This is an example for an application, but you can see that there’s the artist ID is available, the price, a URL where you can download it, the supported devices, description.

There’s a lot of information there, and it’s pretty rich.

So, how do we actually construct a Search URL to get this data?

The simplest possible way to do that is to just use the query parameter called “term,” but there’s a lot of modifiers available, so that you can dig pretty deep into the Store to find what you’re looking for.

First and easiest is “country.”

The country specifies which country you’re interested in, and if an item is not available in that country, then you won’t get the result.

You can also specify the “language.”

So, if we have a localization or a localized title in that language, you can specify that.

“Media” is an interesting thing where you can say it’s a broad term, but you can specify that you’re interested in music content, as opposed to application content, or maybe it’s TV content.

All that can be handled with media.

If you want to get more specific, though, you can specify the “entity.”

The entity distinguishes, say, between an album and a song, or a TV episode and a TV season.

You can also specify the “attributes,” so this is the aspect of the entity that you’re searching on.

We’ll get to that in a minute with an example.

As in RSS, we also provide a “limit,” so you can specify how many results you want back.

And also, like RSS, we have a “callback,” so that allows you to use this from JavaScript on a remote website.

And the results come back as JSON dictionaries, and in the search case, they’re sorted by relevancy.

So, the top item is supposed to be the most relevant to your search.

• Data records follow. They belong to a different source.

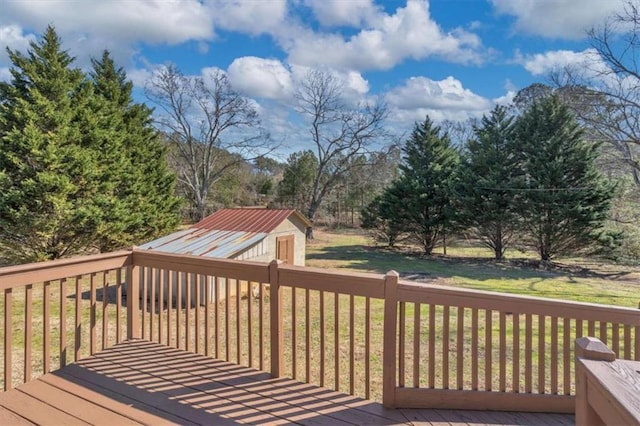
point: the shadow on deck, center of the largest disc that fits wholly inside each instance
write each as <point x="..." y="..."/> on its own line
<point x="141" y="382"/>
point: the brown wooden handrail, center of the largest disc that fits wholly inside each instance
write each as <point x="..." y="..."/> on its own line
<point x="434" y="346"/>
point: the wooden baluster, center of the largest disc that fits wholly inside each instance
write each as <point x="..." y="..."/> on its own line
<point x="566" y="351"/>
<point x="294" y="334"/>
<point x="207" y="316"/>
<point x="238" y="320"/>
<point x="528" y="351"/>
<point x="502" y="342"/>
<point x="144" y="280"/>
<point x="276" y="320"/>
<point x="322" y="342"/>
<point x="8" y="339"/>
<point x="118" y="305"/>
<point x="46" y="327"/>
<point x="227" y="327"/>
<point x="416" y="345"/>
<point x="389" y="373"/>
<point x="615" y="338"/>
<point x="216" y="316"/>
<point x="460" y="349"/>
<point x="187" y="310"/>
<point x="627" y="341"/>
<point x="336" y="341"/>
<point x="515" y="378"/>
<point x="153" y="281"/>
<point x="307" y="343"/>
<point x="93" y="306"/>
<point x="105" y="312"/>
<point x="28" y="320"/>
<point x="432" y="347"/>
<point x="445" y="347"/>
<point x="541" y="354"/>
<point x="352" y="351"/>
<point x="170" y="282"/>
<point x="63" y="322"/>
<point x="401" y="344"/>
<point x="250" y="323"/>
<point x="475" y="354"/>
<point x="180" y="279"/>
<point x="261" y="326"/>
<point x="161" y="279"/>
<point x="488" y="349"/>
<point x="198" y="282"/>
<point x="78" y="323"/>
<point x="554" y="355"/>
<point x="367" y="348"/>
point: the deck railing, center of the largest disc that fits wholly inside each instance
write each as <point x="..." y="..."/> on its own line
<point x="407" y="344"/>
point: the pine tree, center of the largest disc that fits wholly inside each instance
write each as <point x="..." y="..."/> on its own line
<point x="425" y="186"/>
<point x="143" y="205"/>
<point x="49" y="175"/>
<point x="488" y="179"/>
<point x="566" y="199"/>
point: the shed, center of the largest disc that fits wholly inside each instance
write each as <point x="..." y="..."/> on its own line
<point x="255" y="234"/>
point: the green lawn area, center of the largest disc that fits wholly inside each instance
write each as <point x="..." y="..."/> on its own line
<point x="471" y="266"/>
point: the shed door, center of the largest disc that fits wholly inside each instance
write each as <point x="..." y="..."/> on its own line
<point x="284" y="249"/>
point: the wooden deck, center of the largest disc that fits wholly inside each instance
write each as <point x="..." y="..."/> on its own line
<point x="145" y="383"/>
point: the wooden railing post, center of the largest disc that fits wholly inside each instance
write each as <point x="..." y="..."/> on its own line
<point x="275" y="318"/>
<point x="593" y="349"/>
<point x="133" y="301"/>
<point x="389" y="361"/>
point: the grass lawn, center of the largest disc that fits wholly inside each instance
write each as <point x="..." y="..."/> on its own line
<point x="471" y="266"/>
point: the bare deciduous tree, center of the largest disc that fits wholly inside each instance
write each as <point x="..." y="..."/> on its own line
<point x="338" y="131"/>
<point x="605" y="94"/>
<point x="211" y="127"/>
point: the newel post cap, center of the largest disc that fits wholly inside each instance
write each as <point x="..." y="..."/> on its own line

So, let’s take a simple example.

We’re searching for Madonna.

Well, that URL is pretty simple.

You say, term=madonna, and you’re good to go, but say we’re actually interested in Madonna’s books.

She’s also an author.

So, we specify that the media we’re interested in is audiobook, and we want five results back, so we add limit=5.

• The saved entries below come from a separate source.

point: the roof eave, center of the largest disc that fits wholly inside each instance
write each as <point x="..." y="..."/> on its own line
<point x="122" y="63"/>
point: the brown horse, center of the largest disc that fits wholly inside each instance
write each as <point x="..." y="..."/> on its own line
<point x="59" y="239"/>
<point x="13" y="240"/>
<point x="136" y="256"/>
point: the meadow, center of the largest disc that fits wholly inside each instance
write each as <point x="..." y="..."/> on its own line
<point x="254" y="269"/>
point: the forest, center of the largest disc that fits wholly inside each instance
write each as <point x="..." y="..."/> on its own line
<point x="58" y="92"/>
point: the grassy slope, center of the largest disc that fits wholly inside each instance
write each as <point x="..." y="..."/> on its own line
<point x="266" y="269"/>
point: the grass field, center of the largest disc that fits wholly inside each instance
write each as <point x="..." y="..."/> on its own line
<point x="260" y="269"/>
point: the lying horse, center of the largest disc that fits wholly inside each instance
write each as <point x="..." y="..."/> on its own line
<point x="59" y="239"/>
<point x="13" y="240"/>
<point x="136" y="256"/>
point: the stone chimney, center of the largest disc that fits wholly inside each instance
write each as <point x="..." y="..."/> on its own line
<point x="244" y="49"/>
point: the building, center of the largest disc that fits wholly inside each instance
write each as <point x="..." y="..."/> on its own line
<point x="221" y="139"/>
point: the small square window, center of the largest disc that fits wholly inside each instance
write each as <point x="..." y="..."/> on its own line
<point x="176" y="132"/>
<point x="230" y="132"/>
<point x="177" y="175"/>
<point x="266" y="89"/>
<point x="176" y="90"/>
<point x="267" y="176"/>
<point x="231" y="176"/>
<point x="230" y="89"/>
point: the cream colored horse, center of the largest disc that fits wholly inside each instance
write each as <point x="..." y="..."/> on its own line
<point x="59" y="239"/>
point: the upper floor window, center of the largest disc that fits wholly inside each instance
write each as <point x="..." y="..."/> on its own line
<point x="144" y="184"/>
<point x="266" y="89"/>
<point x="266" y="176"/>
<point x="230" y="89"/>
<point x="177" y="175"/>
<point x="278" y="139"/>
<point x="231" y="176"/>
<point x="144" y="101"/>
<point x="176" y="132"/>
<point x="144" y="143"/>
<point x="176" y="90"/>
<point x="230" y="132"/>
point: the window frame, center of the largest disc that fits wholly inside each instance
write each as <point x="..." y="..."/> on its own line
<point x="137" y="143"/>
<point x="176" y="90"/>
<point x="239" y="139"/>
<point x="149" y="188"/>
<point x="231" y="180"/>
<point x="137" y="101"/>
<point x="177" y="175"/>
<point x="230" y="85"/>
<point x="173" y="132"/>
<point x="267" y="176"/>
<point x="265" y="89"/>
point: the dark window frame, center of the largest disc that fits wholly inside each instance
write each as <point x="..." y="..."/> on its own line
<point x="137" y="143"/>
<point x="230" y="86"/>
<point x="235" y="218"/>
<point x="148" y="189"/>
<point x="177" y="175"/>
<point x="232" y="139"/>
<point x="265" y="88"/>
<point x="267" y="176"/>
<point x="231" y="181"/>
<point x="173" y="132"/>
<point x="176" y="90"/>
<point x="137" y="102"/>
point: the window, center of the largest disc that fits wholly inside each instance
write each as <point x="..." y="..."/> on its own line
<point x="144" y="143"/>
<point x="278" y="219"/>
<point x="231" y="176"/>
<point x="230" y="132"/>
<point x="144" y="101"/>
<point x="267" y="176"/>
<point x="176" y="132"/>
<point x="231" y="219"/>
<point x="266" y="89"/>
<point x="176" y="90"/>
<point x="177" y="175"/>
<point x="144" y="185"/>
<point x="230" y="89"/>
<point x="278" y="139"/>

Now maybe we rollback a little bit and say, “No, let’s get the music albums instead.”

For that, it’s media=music, and the entity=album.

A little more advanced, we might want songs named Madonna, not songs by Madonna.

In that case, we can use attribute=songTerm.

So, that means that the search will be applied to the song name, rather than the artist associated with the song.

So, this can be very powerful when you want to get very particular about the searches you’re doing.

So, that’s Search, in a nutshell, but if we already have the IDs that we’re looking for, and we just want to query some things about it, Lookup comes into play, and Lookup takes an iTunes ID in an “id” param.

And if you want to specify multiple IDs in a single request, you can do that with just a comma separator.

You can also use different IDs.

So, if you have the UPC for an item, you can use that, and if you have All Music Guide IDs, we also offer that mapping.

So, Lookup query parameters, mostly the same as Search: country, language, limit, callback.

All these are familiar.

“Entity” is the same, but we use it differently, and I’ll get to that in just a moment.

We also allow you to “sort.”

So, what is this for?

So, we might do a simple lookup for Madonna.

We already know her artist ID is 20044, so we put together a URL like this, and we get that single result back.

Now we might want to fetch Madonna’s top songs.

Well, how do we do that?

In that case, we specify the artist ID, but you include the entity as song.

What that will do is fetch the artist, and then look on the artist’s songs and return those, as well.

We also are applying a sort to this URL, and we’re saying rank it by popularity, so you’ll get the top five songs for Madonna with just this one query.

You can also change that.

If you’re not interested in the most popular songs, but maybe the most recent, we can give you the most recent songs with sort=recent.

This can also be very powerful for up-to-the-minute sort of data.

And to give us another demo of the Search API and what you can do with it, I’m going to turn it over back to Joe.

Thanks, Joe.

Joe Hwang: All right, so just to show off the Search API a little bit, here we have, again, our simple music blog, and you can spruce it up with a search field here.

And this is just going to be calling the WS search that Mark just talked about.

So, here, if we search for Madonna, here we can get these results back, and these are all coming directly from the Store.

And, again, we have beautiful cover art that you can format however you like.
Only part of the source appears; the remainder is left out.